Looking back at the data breaches that have made headlines in recent years, a few names stand out: eBay, Target and Home Depot for starters. Besides being retailers, these three are linked by their status as big, established companies that nevertheless were hit by wide-reaching network security breaches. The scale of each incident was enormous. At Home Depot alone, the number of compromised payment cards may have exceeded the population of Spain.
SMBs: Under-protected and vulnerable to intrusion
However, it’s important to step back and realize that large corporations aren’t alone in facing significant cybersecurity risk. Small and midsized businesses are also common targets of cybercriminals:
- Over the past 12 months, almost two-thirds of SMBs in the U.K. experienced a breach, according to research from the British government’s Department for Business Innovation and Skills. Website hacks and loss of customer information happened frequently. A Nominet survey of 400 SMBs painted a more sobering picture, with 77 percent of respondents having been breached in the last month.
- In the TrendLabs primer “5 Reasons Why Your Antivirus Software Is Not Enough,” Trend Micro researchers explained how SMBs are prime targets largely because many of them stop short of full security. More specifically, these organizations may invest in antivirus, but neglect to address advanced persistent threats or social engineering that may flaunt it. SMBs are on pace to spend $5.6 billion on security technology by 2015.
- SMBs are moving much of their data and many of their services to the cloud. A Windstream study found that 68 percent of the 350 executives it surveyed were looking to the cloud to trim operational expenses. Yet, the cloud lessens IT’s control over company data. Cloud security is essential for detecting and mitigating any threats to these assets.
Despite these pressures, there can never be an SMB equivalent of the Target breach, if only because of a size disparity. For this reason, SMB cybersecurity will struggle to attract the attention it deserves if businesses are to become more adept at curtailing breaches.
The self-reporting example: Many SMBs lack resources to curb attacks
On top of the issue of scale, SMBs are also hampered by limited visibility into their own exposure to risk.
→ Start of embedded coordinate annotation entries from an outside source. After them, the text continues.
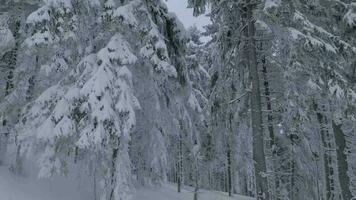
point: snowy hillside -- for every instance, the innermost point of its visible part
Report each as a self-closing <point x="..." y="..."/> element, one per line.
<point x="71" y="188"/>
<point x="103" y="98"/>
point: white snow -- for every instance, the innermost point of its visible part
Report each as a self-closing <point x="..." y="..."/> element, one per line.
<point x="7" y="41"/>
<point x="350" y="16"/>
<point x="271" y="4"/>
<point x="74" y="188"/>
<point x="38" y="16"/>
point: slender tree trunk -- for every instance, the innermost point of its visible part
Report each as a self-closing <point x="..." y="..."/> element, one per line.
<point x="196" y="189"/>
<point x="180" y="164"/>
<point x="330" y="157"/>
<point x="342" y="161"/>
<point x="229" y="173"/>
<point x="255" y="101"/>
<point x="4" y="137"/>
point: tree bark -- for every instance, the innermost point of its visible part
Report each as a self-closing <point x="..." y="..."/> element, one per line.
<point x="255" y="103"/>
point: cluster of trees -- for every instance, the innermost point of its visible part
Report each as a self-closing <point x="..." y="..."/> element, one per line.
<point x="266" y="108"/>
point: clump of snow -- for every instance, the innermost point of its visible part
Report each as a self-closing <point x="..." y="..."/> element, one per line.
<point x="337" y="91"/>
<point x="45" y="38"/>
<point x="59" y="3"/>
<point x="350" y="16"/>
<point x="38" y="16"/>
<point x="126" y="13"/>
<point x="117" y="50"/>
<point x="7" y="41"/>
<point x="311" y="40"/>
<point x="269" y="4"/>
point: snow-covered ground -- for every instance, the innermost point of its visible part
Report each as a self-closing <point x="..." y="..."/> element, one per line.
<point x="30" y="188"/>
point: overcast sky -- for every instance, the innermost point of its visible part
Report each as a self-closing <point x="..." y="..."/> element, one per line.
<point x="179" y="7"/>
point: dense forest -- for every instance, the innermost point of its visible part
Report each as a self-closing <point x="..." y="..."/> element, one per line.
<point x="118" y="91"/>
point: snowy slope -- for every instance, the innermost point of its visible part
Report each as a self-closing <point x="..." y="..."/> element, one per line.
<point x="31" y="188"/>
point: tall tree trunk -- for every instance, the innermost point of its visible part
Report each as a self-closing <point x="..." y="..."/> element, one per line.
<point x="180" y="160"/>
<point x="342" y="161"/>
<point x="4" y="136"/>
<point x="330" y="157"/>
<point x="229" y="173"/>
<point x="255" y="102"/>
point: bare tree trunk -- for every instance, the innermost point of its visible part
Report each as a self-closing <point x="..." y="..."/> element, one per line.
<point x="342" y="161"/>
<point x="255" y="101"/>
<point x="180" y="162"/>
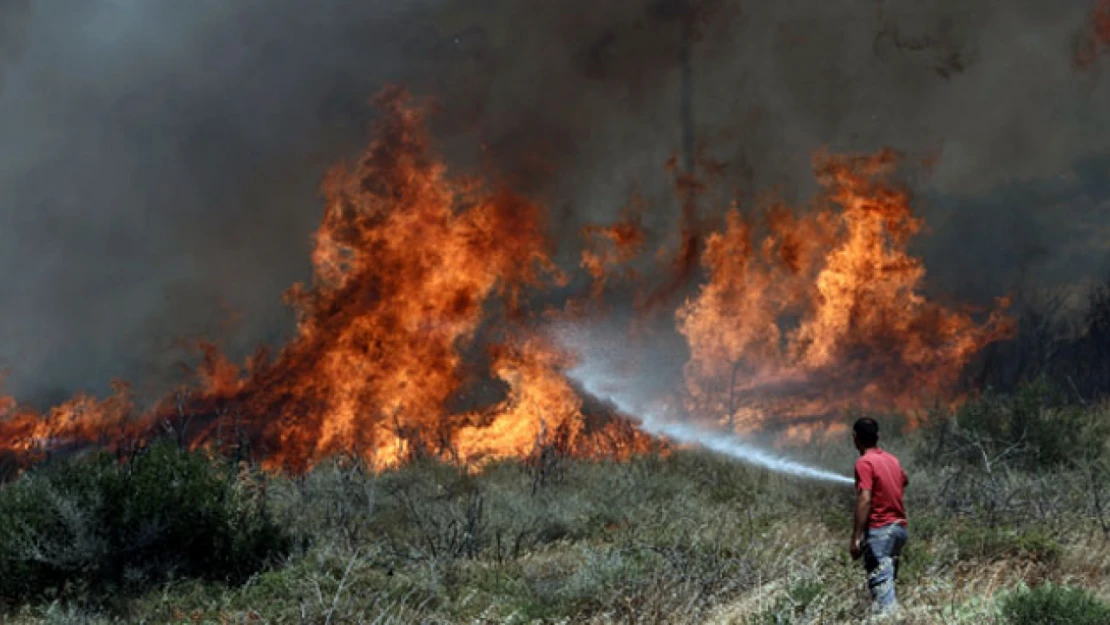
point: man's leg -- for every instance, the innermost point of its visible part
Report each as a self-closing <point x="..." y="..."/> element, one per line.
<point x="879" y="552"/>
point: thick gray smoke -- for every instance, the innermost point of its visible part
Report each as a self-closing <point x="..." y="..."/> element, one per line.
<point x="160" y="158"/>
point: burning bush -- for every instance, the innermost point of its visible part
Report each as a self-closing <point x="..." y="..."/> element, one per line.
<point x="89" y="525"/>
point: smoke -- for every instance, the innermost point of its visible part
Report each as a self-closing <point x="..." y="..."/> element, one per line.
<point x="160" y="158"/>
<point x="602" y="371"/>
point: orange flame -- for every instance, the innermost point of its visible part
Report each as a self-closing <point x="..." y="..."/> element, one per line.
<point x="415" y="273"/>
<point x="861" y="332"/>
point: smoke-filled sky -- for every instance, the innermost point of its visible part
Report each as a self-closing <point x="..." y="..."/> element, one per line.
<point x="159" y="159"/>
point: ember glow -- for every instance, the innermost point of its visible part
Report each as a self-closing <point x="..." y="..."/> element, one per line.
<point x="421" y="333"/>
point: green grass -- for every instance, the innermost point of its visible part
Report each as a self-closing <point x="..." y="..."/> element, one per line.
<point x="686" y="537"/>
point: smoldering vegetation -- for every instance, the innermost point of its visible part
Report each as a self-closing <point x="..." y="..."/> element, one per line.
<point x="160" y="159"/>
<point x="1009" y="502"/>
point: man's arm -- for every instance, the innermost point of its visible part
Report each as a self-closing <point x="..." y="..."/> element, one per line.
<point x="863" y="511"/>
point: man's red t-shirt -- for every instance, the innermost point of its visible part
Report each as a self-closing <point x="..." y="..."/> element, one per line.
<point x="880" y="473"/>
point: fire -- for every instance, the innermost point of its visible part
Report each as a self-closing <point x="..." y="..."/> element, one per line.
<point x="824" y="311"/>
<point x="423" y="300"/>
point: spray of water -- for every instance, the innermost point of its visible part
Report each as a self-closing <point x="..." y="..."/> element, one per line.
<point x="595" y="374"/>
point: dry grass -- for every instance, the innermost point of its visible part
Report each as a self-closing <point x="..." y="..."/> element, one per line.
<point x="685" y="538"/>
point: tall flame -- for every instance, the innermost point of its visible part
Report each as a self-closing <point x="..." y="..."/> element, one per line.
<point x="420" y="333"/>
<point x="825" y="310"/>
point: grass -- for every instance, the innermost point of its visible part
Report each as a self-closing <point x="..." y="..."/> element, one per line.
<point x="688" y="537"/>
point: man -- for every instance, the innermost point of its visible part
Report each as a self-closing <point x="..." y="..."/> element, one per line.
<point x="879" y="530"/>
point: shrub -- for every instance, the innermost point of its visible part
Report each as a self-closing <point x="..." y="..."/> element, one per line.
<point x="988" y="543"/>
<point x="98" y="524"/>
<point x="1035" y="429"/>
<point x="1051" y="604"/>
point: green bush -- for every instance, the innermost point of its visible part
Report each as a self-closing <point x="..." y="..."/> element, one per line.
<point x="81" y="527"/>
<point x="1051" y="604"/>
<point x="997" y="543"/>
<point x="1037" y="427"/>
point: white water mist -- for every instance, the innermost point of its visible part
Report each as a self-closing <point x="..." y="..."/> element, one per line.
<point x="595" y="373"/>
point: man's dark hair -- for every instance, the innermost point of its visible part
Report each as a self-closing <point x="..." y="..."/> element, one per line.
<point x="868" y="432"/>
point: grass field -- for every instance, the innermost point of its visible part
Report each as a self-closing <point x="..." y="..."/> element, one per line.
<point x="1009" y="505"/>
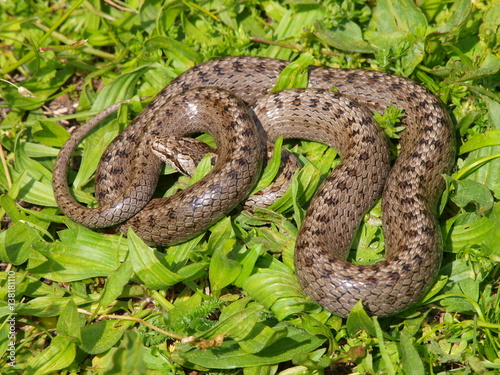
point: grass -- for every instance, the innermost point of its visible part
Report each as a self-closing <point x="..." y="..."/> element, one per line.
<point x="77" y="301"/>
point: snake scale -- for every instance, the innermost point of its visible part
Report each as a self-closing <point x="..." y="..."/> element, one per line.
<point x="197" y="101"/>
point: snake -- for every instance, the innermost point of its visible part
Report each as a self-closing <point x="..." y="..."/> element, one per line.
<point x="231" y="98"/>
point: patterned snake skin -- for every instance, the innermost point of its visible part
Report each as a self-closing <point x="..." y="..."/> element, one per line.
<point x="128" y="173"/>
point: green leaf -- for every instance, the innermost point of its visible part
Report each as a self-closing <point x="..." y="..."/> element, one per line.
<point x="115" y="283"/>
<point x="103" y="335"/>
<point x="172" y="48"/>
<point x="147" y="266"/>
<point x="295" y="75"/>
<point x="278" y="291"/>
<point x="68" y="323"/>
<point x="488" y="138"/>
<point x="347" y="36"/>
<point x="60" y="354"/>
<point x="230" y="355"/>
<point x="123" y="87"/>
<point x="81" y="254"/>
<point x="16" y="243"/>
<point x="48" y="305"/>
<point x="359" y="320"/>
<point x="412" y="364"/>
<point x="223" y="268"/>
<point x="470" y="192"/>
<point x="50" y="134"/>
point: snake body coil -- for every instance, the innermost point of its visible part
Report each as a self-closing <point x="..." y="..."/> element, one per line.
<point x="127" y="174"/>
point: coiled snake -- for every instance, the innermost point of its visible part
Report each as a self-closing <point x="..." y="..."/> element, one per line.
<point x="128" y="173"/>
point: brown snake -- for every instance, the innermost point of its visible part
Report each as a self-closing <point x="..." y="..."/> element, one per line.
<point x="127" y="174"/>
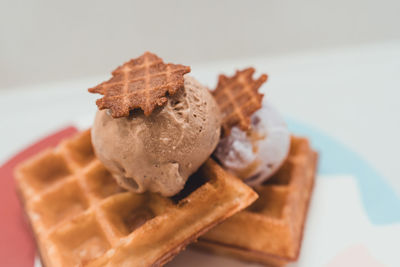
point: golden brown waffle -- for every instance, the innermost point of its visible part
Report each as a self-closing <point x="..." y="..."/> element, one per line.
<point x="238" y="98"/>
<point x="81" y="217"/>
<point x="270" y="230"/>
<point x="142" y="82"/>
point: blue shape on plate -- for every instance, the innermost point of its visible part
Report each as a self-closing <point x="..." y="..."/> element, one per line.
<point x="381" y="202"/>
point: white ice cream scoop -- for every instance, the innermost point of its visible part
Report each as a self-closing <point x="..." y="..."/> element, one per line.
<point x="257" y="154"/>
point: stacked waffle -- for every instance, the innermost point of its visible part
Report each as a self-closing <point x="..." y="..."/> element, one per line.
<point x="81" y="216"/>
<point x="271" y="229"/>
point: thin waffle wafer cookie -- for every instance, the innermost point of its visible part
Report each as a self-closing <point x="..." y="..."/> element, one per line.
<point x="142" y="82"/>
<point x="238" y="98"/>
<point x="270" y="230"/>
<point x="81" y="217"/>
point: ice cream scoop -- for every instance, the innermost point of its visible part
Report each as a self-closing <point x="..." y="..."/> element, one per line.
<point x="256" y="155"/>
<point x="160" y="151"/>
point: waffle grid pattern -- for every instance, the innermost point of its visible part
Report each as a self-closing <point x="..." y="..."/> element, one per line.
<point x="140" y="83"/>
<point x="238" y="98"/>
<point x="270" y="230"/>
<point x="81" y="217"/>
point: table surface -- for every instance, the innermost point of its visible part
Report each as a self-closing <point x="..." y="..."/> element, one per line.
<point x="349" y="93"/>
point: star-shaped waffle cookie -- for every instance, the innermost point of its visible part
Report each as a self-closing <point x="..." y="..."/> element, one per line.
<point x="143" y="82"/>
<point x="238" y="98"/>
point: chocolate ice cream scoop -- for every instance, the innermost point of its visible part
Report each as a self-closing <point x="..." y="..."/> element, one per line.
<point x="160" y="151"/>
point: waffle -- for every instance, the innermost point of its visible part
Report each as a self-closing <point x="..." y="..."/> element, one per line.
<point x="81" y="217"/>
<point x="142" y="82"/>
<point x="238" y="98"/>
<point x="270" y="230"/>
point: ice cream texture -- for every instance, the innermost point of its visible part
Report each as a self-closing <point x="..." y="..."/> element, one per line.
<point x="159" y="152"/>
<point x="257" y="154"/>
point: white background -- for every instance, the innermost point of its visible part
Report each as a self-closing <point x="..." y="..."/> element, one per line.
<point x="50" y="40"/>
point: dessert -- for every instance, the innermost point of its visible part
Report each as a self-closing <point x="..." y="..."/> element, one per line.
<point x="256" y="154"/>
<point x="270" y="231"/>
<point x="139" y="186"/>
<point x="252" y="149"/>
<point x="160" y="151"/>
<point x="157" y="129"/>
<point x="81" y="217"/>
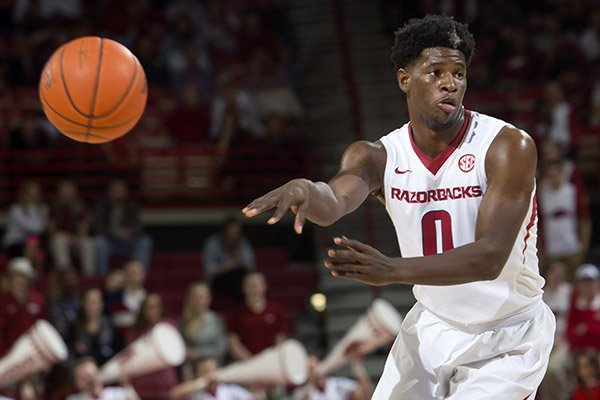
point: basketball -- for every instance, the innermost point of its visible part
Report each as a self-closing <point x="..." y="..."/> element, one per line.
<point x="93" y="89"/>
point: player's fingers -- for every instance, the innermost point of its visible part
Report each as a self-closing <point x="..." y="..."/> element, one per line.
<point x="260" y="205"/>
<point x="300" y="217"/>
<point x="354" y="276"/>
<point x="345" y="266"/>
<point x="343" y="241"/>
<point x="282" y="208"/>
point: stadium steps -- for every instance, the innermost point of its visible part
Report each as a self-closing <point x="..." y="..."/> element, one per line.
<point x="329" y="115"/>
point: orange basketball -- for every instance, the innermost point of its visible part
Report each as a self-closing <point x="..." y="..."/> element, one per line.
<point x="93" y="89"/>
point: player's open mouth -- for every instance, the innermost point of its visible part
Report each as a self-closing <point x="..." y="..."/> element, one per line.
<point x="447" y="105"/>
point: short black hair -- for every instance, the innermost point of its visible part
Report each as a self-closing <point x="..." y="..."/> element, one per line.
<point x="419" y="34"/>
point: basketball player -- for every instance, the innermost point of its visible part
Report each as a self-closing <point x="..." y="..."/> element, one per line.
<point x="459" y="187"/>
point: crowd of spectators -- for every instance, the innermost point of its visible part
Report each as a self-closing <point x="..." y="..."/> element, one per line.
<point x="98" y="322"/>
<point x="221" y="73"/>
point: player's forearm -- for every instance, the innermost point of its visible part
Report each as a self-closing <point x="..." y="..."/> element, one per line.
<point x="324" y="208"/>
<point x="476" y="261"/>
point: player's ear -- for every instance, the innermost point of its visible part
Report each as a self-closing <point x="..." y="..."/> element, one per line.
<point x="403" y="79"/>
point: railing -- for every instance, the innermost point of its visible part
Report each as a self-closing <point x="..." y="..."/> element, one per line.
<point x="173" y="177"/>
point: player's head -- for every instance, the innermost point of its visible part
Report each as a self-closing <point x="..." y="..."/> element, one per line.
<point x="430" y="56"/>
<point x="431" y="31"/>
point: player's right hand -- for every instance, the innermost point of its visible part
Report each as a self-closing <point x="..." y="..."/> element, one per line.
<point x="294" y="195"/>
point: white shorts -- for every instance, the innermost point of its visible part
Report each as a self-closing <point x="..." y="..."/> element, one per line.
<point x="432" y="360"/>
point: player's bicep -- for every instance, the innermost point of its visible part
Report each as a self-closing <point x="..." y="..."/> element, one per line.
<point x="361" y="172"/>
<point x="510" y="167"/>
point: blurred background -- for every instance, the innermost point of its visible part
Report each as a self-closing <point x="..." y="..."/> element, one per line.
<point x="245" y="95"/>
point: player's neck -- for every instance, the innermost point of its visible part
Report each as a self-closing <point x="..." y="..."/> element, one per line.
<point x="432" y="141"/>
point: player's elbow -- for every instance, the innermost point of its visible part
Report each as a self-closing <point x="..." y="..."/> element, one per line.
<point x="492" y="262"/>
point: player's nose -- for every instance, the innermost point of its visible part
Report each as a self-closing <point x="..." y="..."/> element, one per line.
<point x="448" y="84"/>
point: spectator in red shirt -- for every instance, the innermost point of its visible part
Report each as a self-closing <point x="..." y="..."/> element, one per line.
<point x="588" y="376"/>
<point x="257" y="324"/>
<point x="20" y="306"/>
<point x="583" y="326"/>
<point x="565" y="223"/>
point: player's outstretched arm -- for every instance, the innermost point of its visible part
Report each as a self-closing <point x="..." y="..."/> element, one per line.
<point x="361" y="170"/>
<point x="510" y="166"/>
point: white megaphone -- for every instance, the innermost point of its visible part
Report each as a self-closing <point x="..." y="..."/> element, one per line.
<point x="286" y="363"/>
<point x="38" y="348"/>
<point x="378" y="325"/>
<point x="162" y="347"/>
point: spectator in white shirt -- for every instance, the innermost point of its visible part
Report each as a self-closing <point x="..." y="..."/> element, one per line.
<point x="85" y="374"/>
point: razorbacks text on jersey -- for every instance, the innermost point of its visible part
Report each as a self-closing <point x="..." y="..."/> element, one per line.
<point x="434" y="203"/>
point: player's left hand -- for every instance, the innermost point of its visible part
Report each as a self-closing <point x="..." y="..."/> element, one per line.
<point x="360" y="262"/>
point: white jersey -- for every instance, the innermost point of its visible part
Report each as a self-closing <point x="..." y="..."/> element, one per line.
<point x="434" y="203"/>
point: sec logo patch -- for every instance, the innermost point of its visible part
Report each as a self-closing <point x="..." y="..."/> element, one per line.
<point x="466" y="163"/>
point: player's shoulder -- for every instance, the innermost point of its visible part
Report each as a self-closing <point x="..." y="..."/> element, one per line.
<point x="515" y="141"/>
<point x="511" y="149"/>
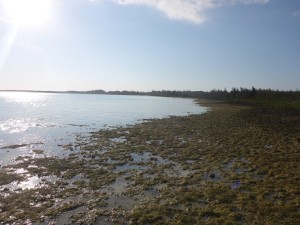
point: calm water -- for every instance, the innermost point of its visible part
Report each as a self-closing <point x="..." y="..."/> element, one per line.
<point x="46" y="120"/>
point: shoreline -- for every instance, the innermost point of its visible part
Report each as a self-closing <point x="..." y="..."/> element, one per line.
<point x="231" y="165"/>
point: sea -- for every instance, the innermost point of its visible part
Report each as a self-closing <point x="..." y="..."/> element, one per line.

The North American Security Administrators Association recently surveyed 440 financial advisors and discovered that only 4 percent of respondents knew that their companies had been breached, despite cybersecurity policies being in place at more than half of these firms.
This gap exists because many employees, as well as their employers, lack the means to detect security incidents, and thus self-report at a low rate. A mere 44 percent had initiatives for training workers in techniques such as identifying phishing emails. Moreover, risk assessments are often too narrow or basic to catch all possible threats, which, as we noted, are often beyond the scope of standalone antivirus tools. Assessors may focus on network security, or perform the review on behalf of their own enterprises, rather as independent outsiders. Assessments must evolve to account for today’s diverse threats.
“Firms this size generally lack the technology and sophistication to detect a cybersecurity breach,” stated Raj Bakhru, CFA and CEO of Aponix Financial Technologists, according to ThinkAdvisor. “A risk assessment covers deficiencies in documentation, processes and procedures, workflow flaws and vulnerabilities, vendor diligence, and beyond, in addition to internal and external network testing.”
Protecting SMBs against cyberattacks starts with education – e.g., about how to identify malicious attempts at gaining access to the corporate networks, and extends to strong endpoint security and regular, rigorous review of infrastructure. SMB breaches may not be front page news, but they’re damaging all the same and require a fresh approach to cybersecurity.